Und das ist nicht das Ende der Gardinenstange - es gibt noch größere Fische.
Weitere Infos oder Links nach PN


----------



## wobbler (18. November 2006)

*AW: 329cm Stör aus dem Fraser*

boah

ein drillerlebnis fürs leben......... petri heil !


----------



## sebastian (18. November 2006)

*AW: 329cm Stör aus dem Fraser*

Einfach geil =)
Ich finds absolut faszinierend das es Fische gibt die weit älter sind als die meisten Menschen.


----------



## vaaberg (18. November 2006)

*AW: 329cm Stör aus dem Fraser*

Hallo,                  |muahah: 
drillen ja, fangen auch, aber das der Fisch weiter leben kann ist das allerbeste.
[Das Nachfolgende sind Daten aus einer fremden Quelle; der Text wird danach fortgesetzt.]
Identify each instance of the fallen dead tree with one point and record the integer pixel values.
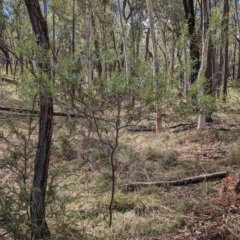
(36, 112)
(180, 182)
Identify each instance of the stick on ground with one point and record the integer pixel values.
(180, 182)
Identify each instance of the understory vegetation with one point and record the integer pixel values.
(80, 181)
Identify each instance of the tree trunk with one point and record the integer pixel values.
(203, 71)
(225, 49)
(155, 62)
(39, 228)
(194, 49)
(124, 41)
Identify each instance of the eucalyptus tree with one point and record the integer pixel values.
(194, 45)
(39, 228)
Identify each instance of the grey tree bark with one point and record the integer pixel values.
(39, 228)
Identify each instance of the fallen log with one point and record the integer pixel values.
(180, 182)
(36, 112)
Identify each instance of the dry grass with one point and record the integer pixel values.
(79, 190)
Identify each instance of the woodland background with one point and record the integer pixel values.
(98, 97)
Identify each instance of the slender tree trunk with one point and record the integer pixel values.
(124, 41)
(238, 37)
(194, 48)
(225, 49)
(155, 63)
(39, 226)
(204, 68)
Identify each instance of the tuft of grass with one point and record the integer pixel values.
(234, 154)
(208, 188)
(183, 205)
(165, 159)
(122, 202)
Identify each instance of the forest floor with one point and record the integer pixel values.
(206, 210)
(79, 186)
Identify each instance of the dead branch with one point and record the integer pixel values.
(35, 112)
(180, 182)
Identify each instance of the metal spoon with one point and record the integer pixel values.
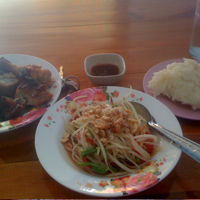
(188, 146)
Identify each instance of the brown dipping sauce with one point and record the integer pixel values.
(104, 70)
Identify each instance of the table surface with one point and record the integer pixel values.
(65, 32)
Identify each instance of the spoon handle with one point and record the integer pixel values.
(189, 147)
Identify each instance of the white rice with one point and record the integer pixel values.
(180, 82)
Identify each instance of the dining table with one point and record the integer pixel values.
(64, 33)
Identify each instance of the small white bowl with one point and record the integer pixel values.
(105, 58)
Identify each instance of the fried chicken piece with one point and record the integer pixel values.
(34, 71)
(8, 84)
(10, 109)
(31, 92)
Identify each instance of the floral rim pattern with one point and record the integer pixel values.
(34, 113)
(142, 179)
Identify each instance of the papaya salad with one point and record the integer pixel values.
(108, 138)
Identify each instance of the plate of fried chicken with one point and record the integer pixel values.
(28, 87)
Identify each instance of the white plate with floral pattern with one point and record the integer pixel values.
(34, 113)
(59, 165)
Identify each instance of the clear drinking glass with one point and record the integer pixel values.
(195, 38)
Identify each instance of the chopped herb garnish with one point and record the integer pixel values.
(90, 132)
(88, 152)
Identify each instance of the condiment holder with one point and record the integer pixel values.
(106, 61)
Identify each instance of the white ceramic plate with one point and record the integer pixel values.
(57, 163)
(180, 110)
(55, 89)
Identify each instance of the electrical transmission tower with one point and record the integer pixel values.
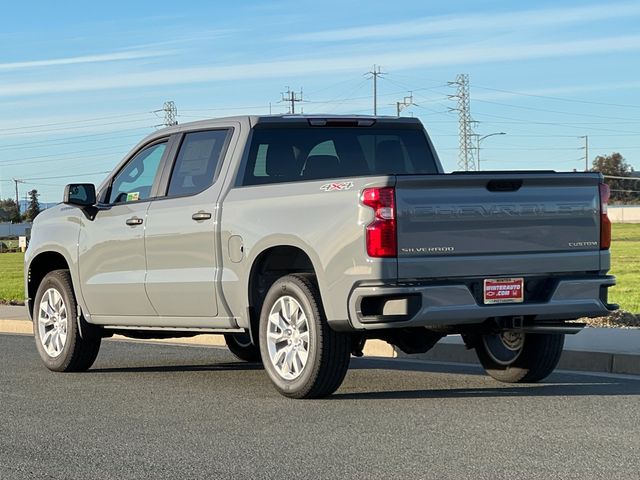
(375, 73)
(291, 98)
(17, 181)
(170, 113)
(586, 152)
(406, 102)
(465, 128)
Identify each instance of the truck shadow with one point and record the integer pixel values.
(214, 367)
(559, 384)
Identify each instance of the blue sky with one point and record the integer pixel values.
(79, 81)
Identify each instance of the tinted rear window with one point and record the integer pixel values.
(286, 154)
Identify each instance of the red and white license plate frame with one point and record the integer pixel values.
(503, 290)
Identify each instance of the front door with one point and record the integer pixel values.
(112, 261)
(181, 237)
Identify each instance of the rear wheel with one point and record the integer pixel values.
(242, 348)
(302, 355)
(61, 345)
(517, 357)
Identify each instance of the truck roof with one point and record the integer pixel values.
(289, 119)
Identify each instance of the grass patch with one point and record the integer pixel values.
(625, 265)
(11, 277)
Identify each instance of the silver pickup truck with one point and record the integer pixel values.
(301, 237)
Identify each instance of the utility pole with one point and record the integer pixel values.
(406, 102)
(375, 73)
(465, 130)
(586, 152)
(291, 98)
(17, 181)
(170, 113)
(479, 140)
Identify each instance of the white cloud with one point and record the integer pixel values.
(473, 22)
(395, 60)
(100, 58)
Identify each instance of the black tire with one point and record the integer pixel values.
(538, 357)
(240, 345)
(79, 351)
(328, 351)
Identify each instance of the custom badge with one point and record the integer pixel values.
(336, 186)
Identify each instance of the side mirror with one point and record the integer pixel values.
(80, 194)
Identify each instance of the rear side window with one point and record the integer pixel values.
(197, 162)
(286, 154)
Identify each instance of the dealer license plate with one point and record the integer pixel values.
(503, 290)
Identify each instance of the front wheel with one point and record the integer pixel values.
(302, 355)
(61, 345)
(517, 357)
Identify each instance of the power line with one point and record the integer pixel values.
(54, 143)
(560, 99)
(630, 120)
(17, 161)
(84, 120)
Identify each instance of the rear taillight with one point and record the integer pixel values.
(605, 223)
(381, 233)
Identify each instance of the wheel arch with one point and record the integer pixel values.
(270, 264)
(39, 266)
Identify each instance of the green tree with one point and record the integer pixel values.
(34, 206)
(622, 191)
(11, 208)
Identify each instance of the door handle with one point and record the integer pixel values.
(199, 216)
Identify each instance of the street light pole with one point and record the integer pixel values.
(480, 139)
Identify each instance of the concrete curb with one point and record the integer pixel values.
(592, 350)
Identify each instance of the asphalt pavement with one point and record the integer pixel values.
(164, 411)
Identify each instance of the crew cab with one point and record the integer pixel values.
(299, 238)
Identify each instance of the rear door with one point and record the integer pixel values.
(181, 235)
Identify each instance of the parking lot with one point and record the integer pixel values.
(164, 411)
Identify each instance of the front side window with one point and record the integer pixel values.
(135, 181)
(197, 162)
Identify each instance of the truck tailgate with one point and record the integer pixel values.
(497, 223)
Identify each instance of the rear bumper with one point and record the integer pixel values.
(414, 305)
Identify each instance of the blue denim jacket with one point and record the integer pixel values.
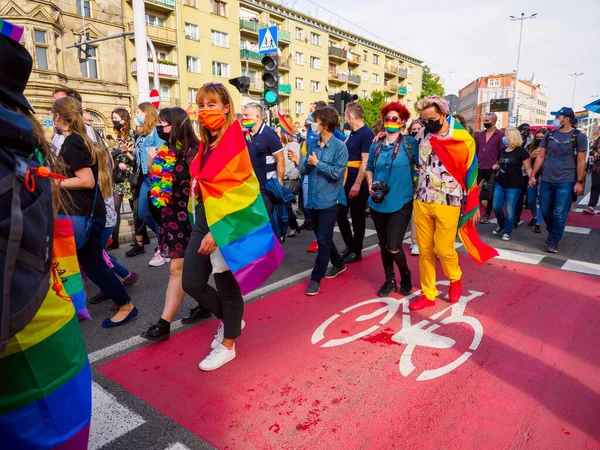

Ich finde solche Haltung toll.

Alle Dorsche über 9kg gehen bei mir - wenn´s den zu vertreten ist -  auch zurück, um Nachkommen zu produzieren.

Ich finde die Trophäenangelei nur dann gut wenn diese Fische, soweit vertretbar relaiset werden.


----------



## HD4ever (18. November 2006)

*AW: 329cm Stör aus dem Fraser*

wow .... 120 Jahre alt ...  #r
hat sich wahrlich gut gewehrt der alte Knochen :m
hoffe für ihn das er noch unzählige weitere Lebensjahre erleben kann ...


----------



## Justhon (18. November 2006)

*AW: 329cm Stör aus dem Fraser*

Wow der is ja riesig:k.
Schön dass er wieder Schwimmen darf,
solche Tiere sind zu schade für die Bratpfanne:q


----------



## carste (18. November 2006)

*AW: 329cm Stör aus dem Fraser*

Hallo!
Mit welchem Köder wurde dieser riesige Stör gefangen???


----------



## Dxlfxn (18. November 2006)

*AW: 329cm Stör aus dem Fraser*

Hallo,
ich habe noch nicht alle Infos, aber die jeweiligen Köder könne sehr verschieden sein. Das, die Präsentation und manchmal ein Ankerplatz, der 2 oder 3m genauer ist, machen den Erfolg aus.

Zum c&r:
Am Fraser werden seit vielen Jahren keine Störe mehr getötet. Alle sportlich gefangenen Fische gehen grundsätzlich wieder ins Wasser. Das Gewicht wird mittels einer Formel bestimmt. Wer damit nicht leben kann, muß eben andere Dinge tun.


----------